What is Ubakus really doing? And what is that 2/3 - 1/3 rule?

[Garald]

I've read Ubakus really uses a very simple model to predict condensation. So, what is it, and where can I read about it? What do more sophisticated models (such as the one used by WUFI, which I can't use, as I don't have Windows - just failed to run it using WINE) really do?

 

TL;DR: I would like to install outside insulation on a wall that is already insulated on the inside. I want to actually understand (the physics behind) how to make choices so as to prevent condensation - I can't just follow rules of thumb such as the "1/3-2/3 rule" and "at least 5 times as much resistance to water vapor on the inside as on the other" as they can't really be simultaneously obeyed in this sort of situation.

[SteamyTea]

The physics is quite simple.

Air is a mixture of gases. Nitrogen, oxygen, water vapour, argon and the other traces gases, carbon dioxide, methane, nitrous oxide.

 

Nitrogen and oxygen are fairly thermally stable in the earth atmospheric temperature range.

Water vapour (about 0.25%) is anything but stable. It can be a solid, a liquid or a gas. Sometimes all three at the same time (triple point).

Temperature is not the only thing that makes it change state, air pressure can as well.

This is why when you look at some more sophisticated RH and AH models they ask for air pressure.

 

Water is also strange molecule. It has different thermal properties and different temperatures, and to make matters worse, expands, rather than contracts, when between 277K and 273K, with the latter temperature being a phase change temperature.

 

Then there is the way that it likes a nucleus point to change phase on. Mineral wool gives it billions of these, so like to condense and freeze in it.

 

As water changes state, it releases a lot of energy, which can warm surrounding gases and solids. This prolongs the phase change time. 

 

It really is a messy business.

 

But there is another way to model it.

Statistically.

Build an array of phase change data points that correspond to the local RH, temperature and maybe air pressure.

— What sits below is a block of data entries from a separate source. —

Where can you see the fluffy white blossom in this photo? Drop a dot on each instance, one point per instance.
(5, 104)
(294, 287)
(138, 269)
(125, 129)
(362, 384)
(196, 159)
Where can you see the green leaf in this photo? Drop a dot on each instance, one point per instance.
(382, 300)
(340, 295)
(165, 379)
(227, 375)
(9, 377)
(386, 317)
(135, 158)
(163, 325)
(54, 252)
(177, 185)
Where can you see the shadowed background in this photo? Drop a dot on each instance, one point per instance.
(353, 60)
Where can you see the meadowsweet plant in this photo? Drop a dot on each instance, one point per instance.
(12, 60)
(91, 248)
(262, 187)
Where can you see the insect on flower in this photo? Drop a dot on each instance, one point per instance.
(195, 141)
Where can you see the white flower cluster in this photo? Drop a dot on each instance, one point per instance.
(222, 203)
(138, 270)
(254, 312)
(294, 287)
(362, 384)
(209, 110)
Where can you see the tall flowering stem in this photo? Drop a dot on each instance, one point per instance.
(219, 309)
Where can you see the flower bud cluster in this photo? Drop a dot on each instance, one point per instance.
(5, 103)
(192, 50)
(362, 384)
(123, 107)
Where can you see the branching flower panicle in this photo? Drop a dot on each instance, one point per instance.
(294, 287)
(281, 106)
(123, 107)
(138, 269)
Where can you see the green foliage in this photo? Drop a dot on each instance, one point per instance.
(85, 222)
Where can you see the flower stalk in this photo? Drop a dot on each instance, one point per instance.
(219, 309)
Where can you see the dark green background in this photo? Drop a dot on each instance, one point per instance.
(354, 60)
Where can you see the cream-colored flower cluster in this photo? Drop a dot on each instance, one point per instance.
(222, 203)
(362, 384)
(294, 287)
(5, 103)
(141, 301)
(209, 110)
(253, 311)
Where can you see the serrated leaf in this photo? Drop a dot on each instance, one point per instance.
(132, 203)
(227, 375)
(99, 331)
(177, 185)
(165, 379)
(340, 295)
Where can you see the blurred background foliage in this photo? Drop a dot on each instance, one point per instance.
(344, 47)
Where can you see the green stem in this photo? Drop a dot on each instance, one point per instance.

Then look at the probabilities.

You will generally find that the high risk times i.e. condensation does not happen very often, or for very long.

 

It is also worth remembering that a wall has surface temperatures slightly lower than internal air temperature on the inside, and often much higher than outside air temperature on the outside where it is heated by the sun.

 

Our old mate @Ed Davies wrote and interesting bit about humidity on his website.

https://edavies.me.uk/2017/03/vapour/

[Alan Ambrose]

From memory doesn’t ubakus allow you to choose from a bunch of different moisture models? I’m guessing that a typical moisture analysis usually isn’t so marginal that the choice of moisture model means much anyway.

[MikeSharp01]

5 hours ago, SteamyTea said:

 

Our old mate @Ed Davies wrote and interesting bit about humidity on his website.

Anybody know what has become of Ed? Not seen here for some time and his last blog post is also some time back. Hope all is well.

[SteamyTea]

On 23/06/2024 at 22:04, MikeSharp01 said:

Anybody know what has become of Ed

https://edavies.me.uk/2023/10/abandoned/

 

Seems he has not posted at the other place since October 2022.

Edited Wednesday at 15:56 by SteamyTea

[Alan Ambrose]

That's sad, it looks like it was going well.

 

Re Ubakus: yes, here are the moisture models. The OP seems to have vanished, but I would encourage him to try the model options and see what difference it makes.

 

 

[Garald]

51 minutes ago, Alan Ambrose said:

That's sad, it looks like it was going well.

 

Re Ubakus: yes, here are the moisture models. The OP seems to have vanished, but I would encourage him to try the model options and see what difference it makes.

 

 

I haven't vanished!

 

At any rate, I take the DIN this-and-that models are very simple 1-D models one can do with pencil and paper?